L'Univers, selon cette thèse, serait le Qui - fait d'un invisible qui en serait l'informateur en Qui - Sait. Deux hémisphères entre lesquels, comme dans notre cortex, circule l'énergie… Ceci recoupe la thèse kabbalistique du Mi et du Ma.
En s’attaquant à la femme (Qui - Fait), l'Inquisiteur s’attaque en conséquence à
 la structure même de l’Absolu auquel il renie le caractère duel. En 
assassinant la femme, il en devient l’ennemi déclaré de toute la 
Création, négationniste suprême du projet divin. Criminel majeur, dans 
la pure tradition Amalécite.
Don
 Quichotte affronte, lui aussi, les sbires de l’Inquisition. Tout au 
long du roman, il est menacé par le Saint- Office qui a lancé à son 
encontre un avis de recherche. Rattrapé par les archers lors de son 
étape à l’auberge, il est interpellé. Dispute. Le chevalier pourfend les
 policiers : on remarquera qu'il est aidé dans sa bataille par toutes les femmes 
présentes à l’auberge, Dorothée, Clara, Zoraïda. À chacune d’elle, il 
reconnaît la vertu virginale — johannique, donc dulcinéenne, dirons-nous — en ce que 
chacune de ces femmes vibre et lutte pour l’amour unique qui les 
transporte.
Tout
 au long de l’œuvre cervantienne, Don Quichotte n’a cesse de réunir les 
amants, de professer l’union des cœurs, de reconnaître les vertus des 
femmes qu’il rencontre — y compris les deux prostituées, Tolosa et 
Maritornes. Don Quichotte voit en elles deux nobles dames, et n'émet aucune jugement à leur égard : défenseur des Femmes en tant que créatures 
humaines liées au projet divin, il s’impose en champion du Principe de 
Création. En tant que serviteur de Dulcinée, il affirme le principe de 
féminité comme antidote universel contre toutes les formes de tyrannie. 
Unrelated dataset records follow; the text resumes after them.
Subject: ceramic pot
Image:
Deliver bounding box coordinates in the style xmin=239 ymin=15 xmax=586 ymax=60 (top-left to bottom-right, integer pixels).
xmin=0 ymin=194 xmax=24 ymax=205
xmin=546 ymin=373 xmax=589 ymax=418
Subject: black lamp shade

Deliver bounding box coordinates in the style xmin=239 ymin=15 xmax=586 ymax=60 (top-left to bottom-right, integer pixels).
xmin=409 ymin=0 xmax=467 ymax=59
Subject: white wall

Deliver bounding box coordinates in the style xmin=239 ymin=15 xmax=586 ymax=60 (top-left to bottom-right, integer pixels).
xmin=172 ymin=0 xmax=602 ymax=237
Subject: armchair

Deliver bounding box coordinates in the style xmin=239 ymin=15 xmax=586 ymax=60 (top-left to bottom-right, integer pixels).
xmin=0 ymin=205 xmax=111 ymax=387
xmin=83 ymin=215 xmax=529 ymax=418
Les droits de l’homme découlent, d’un point de vue métaphysique, de ce 
principe de féminité. Dès lors, dépassant largement le cadre strict du 
roman, Dulcinée entre dans la mémoire humaine et y rejoint sa sœur 
humaine, Jehanne, toutes deux corrélées au principe de Création : 
Jehanne sous sa forme terrestre, Dulcinée dans la vision céleste qu’en a
 Don Quichotte.
Ma devise est donc : Dulcinée for ever… 
Il faut continuer le Désenchantement de Dulcinea.